助けをくれた白石に陽斗は心の中でとても感謝する。
だが、陽斗に"青羽 瞬"かを聞いてきた女子達は期待の顔から少し残念そうな顔に変わっている。
なんかごめんと陽斗は思った。
「どんな顔なんだ!?」
「普通にイケメン」
「マジかー!」
「"青羽 瞬"じゃなくても気になるー!」
それを聞いた皆がざわつく。さらに陽斗への外せという目線が強まる。
先程暗い顔になっていた女子達も明るい顔に蘇って興味津々だ。
顔がいいというのは生きる上で得である。
「けど、今宮は直接人の目を見れないから眼鏡してんだよ」
「え!?」
「そうなの!?」
皆が驚いて陽斗を見る。陽斗も驚いて白石を見る。
だって、そんなのは陽斗本人も知らない。真っ赤な嘘である。
まあ、俺をかばってくれてるのはありがたいけども!
それに白石はいつも通り全く表情を崩さない。凄いなと陽斗は感心する。割と演技の素質があったりして。
「そういう病気みたいなのあるだろ? な?」
白石が陽斗をじっと見て同意を求めてくる。はいと言えと謎の圧を感じる。
「う、うん。実はそうなんだよね······」
陽斗は目を伏せ、気まずそうな声を出す。その態度が、白石の発言を肯定する。
これくらいの演技ならお手の物。動揺したぐらいじゃ全然ブレない。役者の中には突然変なアドリブを入れてくる幼なじみや師匠がいるからね。
「そうだったんだ、今までごめんな!」
「そ、その、ご、ごめんなさい!」
「いや、いいよ······」
市原が今まで追いかけ回していたことに謝り、陽斗に"青羽 瞬"かを聞いてきた女子生徒が申し訳なさそうに謝る。

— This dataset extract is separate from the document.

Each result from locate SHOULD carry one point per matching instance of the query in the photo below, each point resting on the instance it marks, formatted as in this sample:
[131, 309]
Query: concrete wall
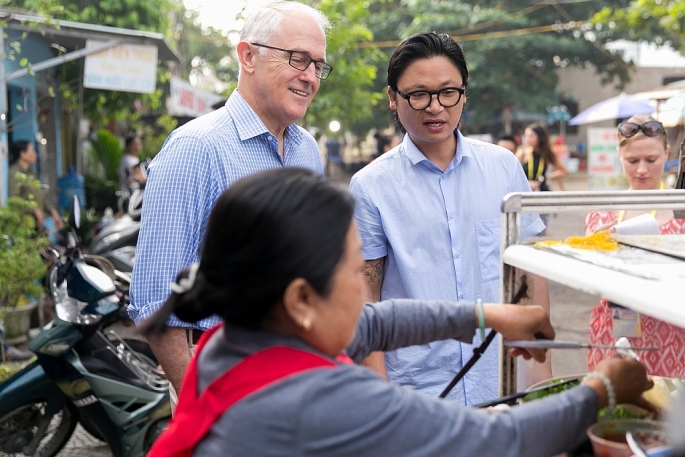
[585, 85]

クラスの皆も陽斗にメガネを外すそうと迫ったことに反省しているようだ。
まさか、陽斗にそんなことがあるとは思わなかったのだ
そんな顔をされたら陽斗は余計に申し訳なくなる。青春のためとはいえ、嘘をついた事に心が痛い。
とはいえ、白石のおかげでなんとか乗り越えられた。とりあえずバレなくて良かった······。
陽斗は白石にありがとう、という感謝の表情を見せる。白石は薄く笑う。
そうして何とか朝を乗りきった陽斗は、昼休みでもたくさんの女子生徒が来て今宮に聞こうと近づこうとする人もいたが、周りの配慮のおかげで大丈夫だった。
部活でも市原や白石が気を利かせてくれた。今まで陽斗にメガネを外せと急かしていた人達は謝ってきた。
もうしわけない······。
陽斗は嘘をついた事に更に心がえぐられる気持ちがした。
それから、誰も陽斗にメガネを取れという事は全くなくなったのだった。
陽斗は白石に「ありがとう」とまじで感謝し、色んなものを上げようとしたり奢ろうとしたりした。しかし、白石は「当然の事だ」と言って何も受け取ろうとはしなかった。なんていい人なのだろう。
そうしてその日の夜、1つのTmitterのつぶやきが話題になった。
それは冴木が呟いたとある一言からだった。
『今、瞬の目撃情報あるけどそれ違う人じゃない? 今騒がれてる学校とは別だから』
それを見た人達は騒ぎ、リツイートし、あっという間に広まっていった。
会えると思っていた人達は落胆するが、芸能界から仲の良かった2人が今も関係を持っている事を知り、喜ぶ人もいた。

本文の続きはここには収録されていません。